Nearly a decade and a half has passed since Jack Nicholson graced the silver screen in the unsuccessful romantic comedy How Do You Know alongside Reese Witherspoon, Paul Rudd, and Owen Wilson. While the supporting role wasn't the highlight of Nicholson's amazing career—he's got a whopping 80 acting gigs under his belt—we also can't say it harmed the reputation of this cinema legend. His list of movies is filled with some truly awesome ones that are considered classics.
Even though Jack Nicholson hasn't officially said he's done with acting, many people think he is, especially because he hasn't seemed too excited about it in the past 13 years. This idea grew stronger during a recent appearance on Marc Maron's WTF With Marc Maron podcast, where renowned record producer and Nicholson's longtime friend Lou Adler shared his insights.
Maron asked Adler how Nicholson was doing, and Adler replied that he was "doing whatever he wants to do." He explained that Nicholson is content to read books, eat what he wants, and live a quiet life. Maron told Adler, "A friend of mine wanted to put him in a movie.
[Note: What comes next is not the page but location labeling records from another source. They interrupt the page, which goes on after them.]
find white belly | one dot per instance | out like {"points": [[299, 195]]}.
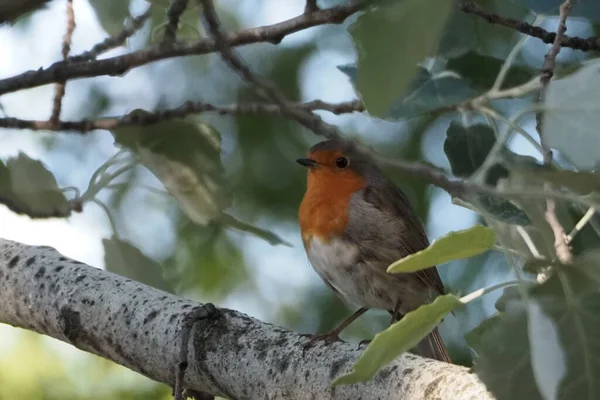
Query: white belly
{"points": [[358, 283]]}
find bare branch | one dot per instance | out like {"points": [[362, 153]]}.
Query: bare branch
{"points": [[119, 65], [60, 86], [563, 251], [114, 41], [585, 44], [306, 118], [188, 108], [230, 354], [176, 9], [311, 5]]}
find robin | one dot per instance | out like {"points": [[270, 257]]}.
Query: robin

And he had a conversation with him. But Jack says, 'I don't want to do it.' He goes, 'You know what I did today? I sat under a tree, and I read a book.'" Adler laughed and responded, "That sounds like Jack." Adler added to his statement, "He wants to be quiet. He wants to eat what he wants. He wants to live the life he wants." Who can blame the guy?
In a surprising turn of events, Nicholson and Adler have traded their courtside seats at Lakers games for cozy reading nooks. Adler, 89, revealed that he has also cut back on the number of games he attends with Nicholson, 86. He told Maron, "I still go, but I don't go to as many. I used to go to every game — Jack and I would be at every game." Looks like Nicholson and Adler are enjoying the chill vibes of retirement. They're choosing the calm of reading books over the noisy excitement of basketball arenas. Maybe they've figured out that the real excitement is in the pages of a good book, not the unpredictable bounces of a basketball.